The students – Caleb Denton (Bentonville, Ark.), Molly Emerson (Astoria, N.Y.), Christopher Ogom (Marsabit, Kenya), Damien Powell (Sparta, Mich.), Samantha Sheffield (Austin, Texas) – have spent the year identifying new uses for the trailers and determining communities that may be served. The group first conducted needs assessment – a systematic process for determining and addressing needs or gaps between current conditions and desired conditions – of the organization itself, ADEQ, as well as the potential communities.

The group has worked closely with project supervisors Audree Miller and Andrea Hopkins, who have an extensive background in environmental outreach and programming.

In the initial talks with ADEQ, the team said a small group of potentials uses for the trailers – which were originally a part of the Weatherization Training Center at UA Pulaski Technical College and the Arkansas Energy Office – continued to come up.

“The four uses that repeatedly came up were using the trailers as an education unit for small businesses to talk about environmental regulation, education units for children, a mobile lab, and a mobile command unit to go out for disaster responses,” Sheffield said.

Those potential uses formed the basis of the questions for the team’s interviews. Between needs assessment and the team’s best practices research, the team interviewed roughly 50 representatives.

“As we started our best practices research, we realized there was not much written information on mobile units,” Sheffield said. “There weren’t many best practices that said ‘here’s what mobile trailers have done before.’ We realized we were going to have to go out and find organizations to interview.”

For the team’s best practices research, the organizations interviewed included the Arkansas Arts Center, Arkansas Department of Emergency Management, Arkansas Game and Fish, Carroll County Solid Waste Authority, and the Oklahoma Baptist Relief Command Center. The team worked to find different groups that represented each of the four potential uses for ADEQ’s mobile trailers. The interviewees offered a number of unique uses for the mobile units.

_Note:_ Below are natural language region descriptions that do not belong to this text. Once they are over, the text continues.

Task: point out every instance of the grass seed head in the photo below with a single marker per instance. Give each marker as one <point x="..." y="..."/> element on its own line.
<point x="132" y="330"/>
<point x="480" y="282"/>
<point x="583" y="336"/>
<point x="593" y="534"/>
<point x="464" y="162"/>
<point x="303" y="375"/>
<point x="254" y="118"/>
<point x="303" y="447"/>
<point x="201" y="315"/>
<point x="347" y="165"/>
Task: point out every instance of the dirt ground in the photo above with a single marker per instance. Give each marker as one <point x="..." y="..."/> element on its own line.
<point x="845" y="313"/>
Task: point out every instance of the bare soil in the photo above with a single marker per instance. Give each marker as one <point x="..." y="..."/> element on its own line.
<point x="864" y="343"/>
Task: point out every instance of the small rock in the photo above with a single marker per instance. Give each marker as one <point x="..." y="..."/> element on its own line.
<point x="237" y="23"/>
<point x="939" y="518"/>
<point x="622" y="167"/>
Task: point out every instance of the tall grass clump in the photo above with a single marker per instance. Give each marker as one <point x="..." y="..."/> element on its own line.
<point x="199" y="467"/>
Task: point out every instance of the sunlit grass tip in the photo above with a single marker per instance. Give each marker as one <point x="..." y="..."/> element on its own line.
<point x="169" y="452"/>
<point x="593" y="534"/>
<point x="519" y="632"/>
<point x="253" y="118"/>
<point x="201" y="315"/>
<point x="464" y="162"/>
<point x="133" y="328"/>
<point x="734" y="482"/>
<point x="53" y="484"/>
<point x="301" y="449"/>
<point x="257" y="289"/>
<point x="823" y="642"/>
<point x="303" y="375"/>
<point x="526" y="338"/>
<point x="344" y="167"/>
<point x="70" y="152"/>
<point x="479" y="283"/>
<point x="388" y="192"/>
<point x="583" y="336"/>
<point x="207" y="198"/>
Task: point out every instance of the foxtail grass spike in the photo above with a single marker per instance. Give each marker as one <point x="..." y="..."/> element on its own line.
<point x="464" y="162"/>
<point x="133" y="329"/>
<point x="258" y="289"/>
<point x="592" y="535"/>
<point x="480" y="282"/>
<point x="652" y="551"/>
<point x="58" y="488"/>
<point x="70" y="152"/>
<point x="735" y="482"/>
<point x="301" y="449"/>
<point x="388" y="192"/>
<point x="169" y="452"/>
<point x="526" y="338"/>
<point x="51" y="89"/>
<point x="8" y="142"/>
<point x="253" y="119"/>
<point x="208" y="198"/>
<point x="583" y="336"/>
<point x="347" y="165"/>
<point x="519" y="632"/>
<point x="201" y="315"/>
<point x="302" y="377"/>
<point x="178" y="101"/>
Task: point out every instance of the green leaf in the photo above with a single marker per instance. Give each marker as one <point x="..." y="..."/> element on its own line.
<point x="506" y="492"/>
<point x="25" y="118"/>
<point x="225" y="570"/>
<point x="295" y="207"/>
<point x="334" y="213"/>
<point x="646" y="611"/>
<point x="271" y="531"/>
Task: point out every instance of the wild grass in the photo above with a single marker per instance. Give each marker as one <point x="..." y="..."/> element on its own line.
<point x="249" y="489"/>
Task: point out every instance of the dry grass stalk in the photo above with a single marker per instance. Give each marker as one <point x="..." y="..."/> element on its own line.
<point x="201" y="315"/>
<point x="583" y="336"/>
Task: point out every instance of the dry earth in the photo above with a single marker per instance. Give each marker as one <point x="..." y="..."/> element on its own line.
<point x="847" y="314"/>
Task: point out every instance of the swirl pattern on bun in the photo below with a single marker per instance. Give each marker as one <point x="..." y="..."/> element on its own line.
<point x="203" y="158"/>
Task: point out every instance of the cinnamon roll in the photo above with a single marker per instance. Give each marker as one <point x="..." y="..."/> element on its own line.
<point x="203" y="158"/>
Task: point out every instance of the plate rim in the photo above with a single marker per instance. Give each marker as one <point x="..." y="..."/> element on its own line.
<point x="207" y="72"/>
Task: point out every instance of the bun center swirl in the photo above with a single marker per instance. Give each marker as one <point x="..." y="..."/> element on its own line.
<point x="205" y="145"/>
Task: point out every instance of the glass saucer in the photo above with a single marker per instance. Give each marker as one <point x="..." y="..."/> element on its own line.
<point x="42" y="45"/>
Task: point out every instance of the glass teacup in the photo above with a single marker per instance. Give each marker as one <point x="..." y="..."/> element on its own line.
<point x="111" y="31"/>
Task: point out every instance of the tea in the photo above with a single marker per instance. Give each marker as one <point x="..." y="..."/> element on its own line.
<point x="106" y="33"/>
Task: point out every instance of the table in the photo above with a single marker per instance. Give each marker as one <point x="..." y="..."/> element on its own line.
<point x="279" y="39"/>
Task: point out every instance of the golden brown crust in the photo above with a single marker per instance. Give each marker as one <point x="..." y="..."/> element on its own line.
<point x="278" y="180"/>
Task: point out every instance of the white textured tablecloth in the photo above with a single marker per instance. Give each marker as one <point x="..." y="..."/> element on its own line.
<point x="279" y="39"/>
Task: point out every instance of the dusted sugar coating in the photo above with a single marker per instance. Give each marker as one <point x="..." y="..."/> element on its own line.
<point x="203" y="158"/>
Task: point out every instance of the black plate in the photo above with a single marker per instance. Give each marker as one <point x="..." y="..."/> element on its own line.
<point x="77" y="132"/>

“The Arkansas Arts Center, they have a mobile education unit,” Sheffield said. “We found a group of dairy farmers who have a mobile education unit where they actually have two cows on the unit and they do a milking demonstration to teach kids about dairy farming,” Sheffield said.

With interviews wrapping up in the coming weeks, the team will compile its findings and submit a proposal to ADEQ in April. The proposal will be a part of a presentation to ADEQ directors.

“This has been a really interesting project to start my Clinton School experience because there is so much data to gather and so much to learn about the environmental needs of the state,” said Sheffield. “Our team is really excited to finally put everything together to present as a proposal that can be used by ADEQ to aid in the protection of the Natural State’s resources.”